6. Il résulte de ce qui précède que les conclusions à fin d'annulation présentées par M. B doivent être rejetées. Le présent jugement n'implique, dès lors, aucune mesure d'exécution. Par suite, les conclusions présentées aux fins d'injonction et d'astreinte ne peuvent qu'être rejetées. Enfin, l'Office français de l'immigration et de l'intégration n'ayant pas la qualité de partie perdante à la présente instance, doivent être rejetées les conclusions présentées en application des dispositions combinées des articles L. 761-1 du code de justice administrative et 37 de la loi du 10 juillet 1991.

7. Il résulte de tout ce qui précède que la requête de M. B doit être rejetée.

D E C I D E :

Article 1er : La requête de M. B est rejetée.

Article 2 : Le présent jugement sera notifié à M. A B, et à l'Office français de l'immigration et de l'intégration.

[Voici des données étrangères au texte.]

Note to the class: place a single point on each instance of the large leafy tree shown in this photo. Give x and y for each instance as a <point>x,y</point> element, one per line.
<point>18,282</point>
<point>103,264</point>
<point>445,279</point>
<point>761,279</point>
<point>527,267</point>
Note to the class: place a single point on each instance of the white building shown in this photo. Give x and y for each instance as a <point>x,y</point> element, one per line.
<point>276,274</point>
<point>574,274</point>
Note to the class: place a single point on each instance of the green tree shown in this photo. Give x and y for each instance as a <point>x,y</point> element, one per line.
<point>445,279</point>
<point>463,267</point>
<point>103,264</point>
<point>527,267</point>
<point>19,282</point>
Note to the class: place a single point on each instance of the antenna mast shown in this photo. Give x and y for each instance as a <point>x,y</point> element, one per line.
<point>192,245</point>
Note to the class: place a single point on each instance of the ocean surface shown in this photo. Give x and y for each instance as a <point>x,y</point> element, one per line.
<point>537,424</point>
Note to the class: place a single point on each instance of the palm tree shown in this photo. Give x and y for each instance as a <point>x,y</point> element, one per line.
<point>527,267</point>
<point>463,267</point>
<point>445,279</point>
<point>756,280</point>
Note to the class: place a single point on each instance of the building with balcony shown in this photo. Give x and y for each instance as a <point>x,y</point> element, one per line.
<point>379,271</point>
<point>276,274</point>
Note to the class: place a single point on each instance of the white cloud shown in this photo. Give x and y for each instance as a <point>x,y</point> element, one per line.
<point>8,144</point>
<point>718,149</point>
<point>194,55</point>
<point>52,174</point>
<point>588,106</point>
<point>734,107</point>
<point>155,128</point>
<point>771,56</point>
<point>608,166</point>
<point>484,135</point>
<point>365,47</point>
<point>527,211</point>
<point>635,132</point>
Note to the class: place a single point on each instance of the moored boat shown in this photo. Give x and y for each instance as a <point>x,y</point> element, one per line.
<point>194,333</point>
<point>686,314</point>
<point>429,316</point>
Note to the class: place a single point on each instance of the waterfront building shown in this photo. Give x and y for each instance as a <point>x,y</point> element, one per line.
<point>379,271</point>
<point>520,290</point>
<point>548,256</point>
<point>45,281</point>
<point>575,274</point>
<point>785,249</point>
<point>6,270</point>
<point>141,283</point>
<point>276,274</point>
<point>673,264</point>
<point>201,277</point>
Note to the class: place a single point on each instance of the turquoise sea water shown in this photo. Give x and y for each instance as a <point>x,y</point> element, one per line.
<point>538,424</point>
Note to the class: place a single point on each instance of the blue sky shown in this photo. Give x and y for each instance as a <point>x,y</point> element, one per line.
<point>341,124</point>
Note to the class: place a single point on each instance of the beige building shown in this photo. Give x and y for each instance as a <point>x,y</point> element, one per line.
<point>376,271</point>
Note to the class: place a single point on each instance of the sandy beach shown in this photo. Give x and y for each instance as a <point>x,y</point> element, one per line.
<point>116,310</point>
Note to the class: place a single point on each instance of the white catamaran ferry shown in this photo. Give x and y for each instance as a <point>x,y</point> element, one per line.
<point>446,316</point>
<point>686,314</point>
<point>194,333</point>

Délibéré après l'audience du 16 janvier 2024, à laquelle siégeaient :

M. Bachoffer, président,

M. Pertuy, premier conseiller,

M. Amadori, premier conseiller.

Rendu public par mise à disposition au greffe le 30 janvier 2024.

Le rapporteur,

A. AMADORI

Le président,

B. BACHOFFERLa greffière,

S. RUBIRALTA

La République mande et ordonne au Ministre de l'Intérieur en ce qui le concerne ou à tous commissaires de justice à ce requis en ce qui concerne les voies de droit commun contre les parties privées, de pourvoir à l'exécution de la présente décision.